Nevertheless, P. I. contends the stipulation made the referee a temporary judge with respect to the jurisdictional phase of the hearing only. Once that phase ended, P. I. argues, the referee had no authority to sit as a temporary judge at the dispositional hearing. We disagree.

Even if we assume the written stipulation is ambiguous concerning the parties’ intent to have the referee act as a temporary judge at the dispositional hearing, we may nevertheless affirm the dispositional order because the conduct of P. I. and his attorney at the dispositional hearing strongly suggests the parties intended that the referee act as a temporary judge at that proceeding. We find support for this position in In re Mark L. (1983) 34 Cal.3d 171 [193 Cal.Rptr. 165, 666 P.2d 22]. There, the Supreme Court acknowledged that “several cases recognize that voluntary participation before a subordinate officer . . . may amount to an agreement that he acted as a temporary judge.” (Id. at p. 178, fn. omitted, citing Estate of Soforenko (1968) 260 Cal.App.2d 765 [67 Cal.Rptr. 563] and People v. Oaxaca (1974) 39 Cal.App.3d 153 [114 Cal.Rptr. 178].)

We are aware that in Mark L. the Supreme Court cautioned this rule may not be applicable to juvenile court referees (as opposed to court commissioners) because the stipulation making a court referee a temporary judge *322must be “ ‘in writing.’ ” (In re Mark L., supra, 34 Cal.3d at p. 178, fn. 5; Cal. Rules of Court, rule 244.) Here, however, the stipulation was in writing and we are merely relying on the rule to determine the scope of judicial power the parties intended to confer on the referee. Moreover, in In re Robert S. (1988) 197 Cal.App.3d 1260 [243 Cal.Rptr. 459] the court partially answered the question left open in Mark.
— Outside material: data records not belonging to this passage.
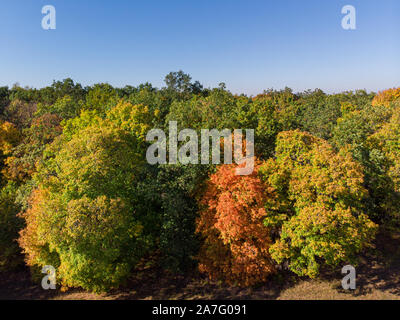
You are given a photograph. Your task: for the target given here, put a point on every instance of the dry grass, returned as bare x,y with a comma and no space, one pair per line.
378,278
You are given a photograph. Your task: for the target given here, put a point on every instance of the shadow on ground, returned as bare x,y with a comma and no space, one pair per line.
378,278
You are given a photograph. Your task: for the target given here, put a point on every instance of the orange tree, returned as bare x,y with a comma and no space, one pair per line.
235,241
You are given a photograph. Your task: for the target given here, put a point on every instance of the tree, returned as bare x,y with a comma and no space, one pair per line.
320,218
235,241
85,217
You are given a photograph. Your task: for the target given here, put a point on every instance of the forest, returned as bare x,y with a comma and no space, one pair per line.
77,193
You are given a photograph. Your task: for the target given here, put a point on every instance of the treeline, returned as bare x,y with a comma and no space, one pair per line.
77,193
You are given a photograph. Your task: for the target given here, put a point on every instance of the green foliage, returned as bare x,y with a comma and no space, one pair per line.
319,219
85,215
10,225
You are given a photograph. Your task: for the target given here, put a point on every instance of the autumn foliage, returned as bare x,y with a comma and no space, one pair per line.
236,242
77,193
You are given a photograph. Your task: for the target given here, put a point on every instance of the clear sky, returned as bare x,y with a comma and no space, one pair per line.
251,45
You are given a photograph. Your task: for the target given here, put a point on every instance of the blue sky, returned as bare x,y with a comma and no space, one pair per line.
251,45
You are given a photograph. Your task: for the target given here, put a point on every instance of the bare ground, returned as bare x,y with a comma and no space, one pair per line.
378,278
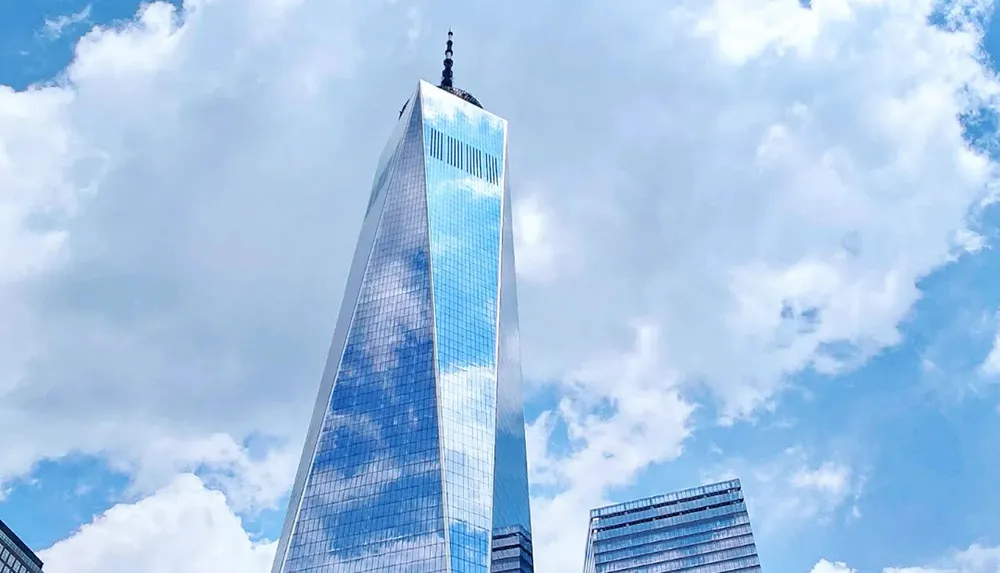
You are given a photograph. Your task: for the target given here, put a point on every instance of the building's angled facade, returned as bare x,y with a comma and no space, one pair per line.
700,530
415,452
15,556
512,551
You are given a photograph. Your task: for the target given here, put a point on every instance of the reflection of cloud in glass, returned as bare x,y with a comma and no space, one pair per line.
443,110
404,460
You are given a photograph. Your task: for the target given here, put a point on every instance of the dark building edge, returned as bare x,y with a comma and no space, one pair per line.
20,544
447,79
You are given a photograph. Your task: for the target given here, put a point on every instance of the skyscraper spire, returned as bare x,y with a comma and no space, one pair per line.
446,74
447,78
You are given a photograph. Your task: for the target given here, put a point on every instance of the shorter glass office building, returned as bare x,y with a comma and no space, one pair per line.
700,530
15,556
511,551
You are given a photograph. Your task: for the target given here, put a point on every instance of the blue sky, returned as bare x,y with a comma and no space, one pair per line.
767,252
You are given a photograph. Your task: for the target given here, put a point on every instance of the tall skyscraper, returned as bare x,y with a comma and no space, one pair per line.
15,556
512,551
415,452
700,530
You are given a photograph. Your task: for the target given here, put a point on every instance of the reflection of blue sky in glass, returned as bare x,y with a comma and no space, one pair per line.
704,529
399,463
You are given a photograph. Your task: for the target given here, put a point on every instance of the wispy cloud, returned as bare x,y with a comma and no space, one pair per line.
54,27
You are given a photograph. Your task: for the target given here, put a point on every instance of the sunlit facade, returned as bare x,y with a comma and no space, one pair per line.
700,530
416,452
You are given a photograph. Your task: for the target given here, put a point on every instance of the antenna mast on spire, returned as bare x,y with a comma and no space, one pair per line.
446,74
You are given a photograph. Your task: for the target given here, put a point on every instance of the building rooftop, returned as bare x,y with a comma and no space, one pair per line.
666,498
19,544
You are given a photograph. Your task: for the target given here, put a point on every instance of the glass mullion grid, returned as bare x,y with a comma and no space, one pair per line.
609,536
678,539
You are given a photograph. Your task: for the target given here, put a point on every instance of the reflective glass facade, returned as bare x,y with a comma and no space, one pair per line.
415,452
15,556
700,530
512,551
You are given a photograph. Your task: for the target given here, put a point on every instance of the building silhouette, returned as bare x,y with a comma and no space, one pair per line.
15,556
415,452
700,530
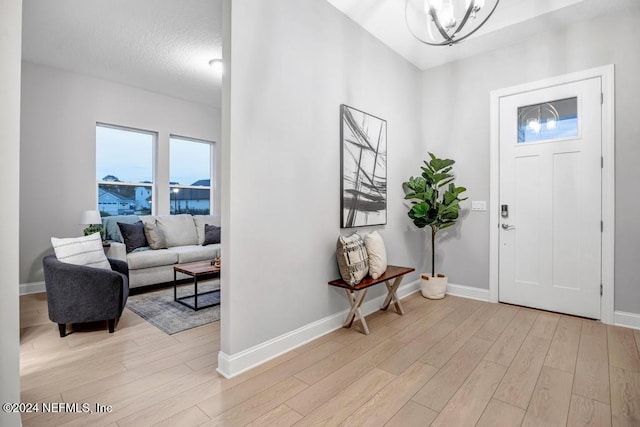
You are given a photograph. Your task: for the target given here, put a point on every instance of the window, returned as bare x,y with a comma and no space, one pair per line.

L. by concluding that compliance with the “ ‘in writing’ ” requirement is not a prerequisite to the court’s jurisdiction. (Id. at p. 1265.) The Robert S. court held that the defendants in that case waived any objection to the “ ‘in writing’ ” requirement by failing to object and by expressly consenting to the proceeding. (Ibid.)

Similarly, in the present case P. I. and his attorney did not object to and in fact fully participated in the dispositional hearing before the referee. We agree with the Oaxaca and Robert S. courts that “ ‘ “It would seem . . . intolerable to permit a party to play fast and loose with the administration of justice by deliberately standing by without making an objection of which he is aware and thereby permitting the proceedings to go to a conclusion which he may acquiesce in, if favorable, and which he may avoid, if not.” ’ ” (People v. Oaxaca, supra, 39 Cal.App.3d at p. 164; see also In re Robert S„ supra, 197 Cal.App.3d at p. 1265.) In our view, the conduct of P. I. and his attorney at the dispositional hearing indicates they understood the referee was empowered to act as a judge pro tempore at that proceeding; moreover, to the extent this agreement was not made clear in writing as required by rule 244, P. I. waived any objection on this basis by not objecting to and in fact fully participating in the dispositional hearing before the referee (In re Robert S., supra, 197 Cal.App.3d at p. 1265).

The judgment is affirmed.

Merrill, J., and Strankman, J., concurred.

All further statutory references are to the Welfare and Institutions Code unless otherwise noted.

Section 249 provides: “No order of a referee removing a minor from his home shall become effective until expressly approved by a judge of the juvenile court.”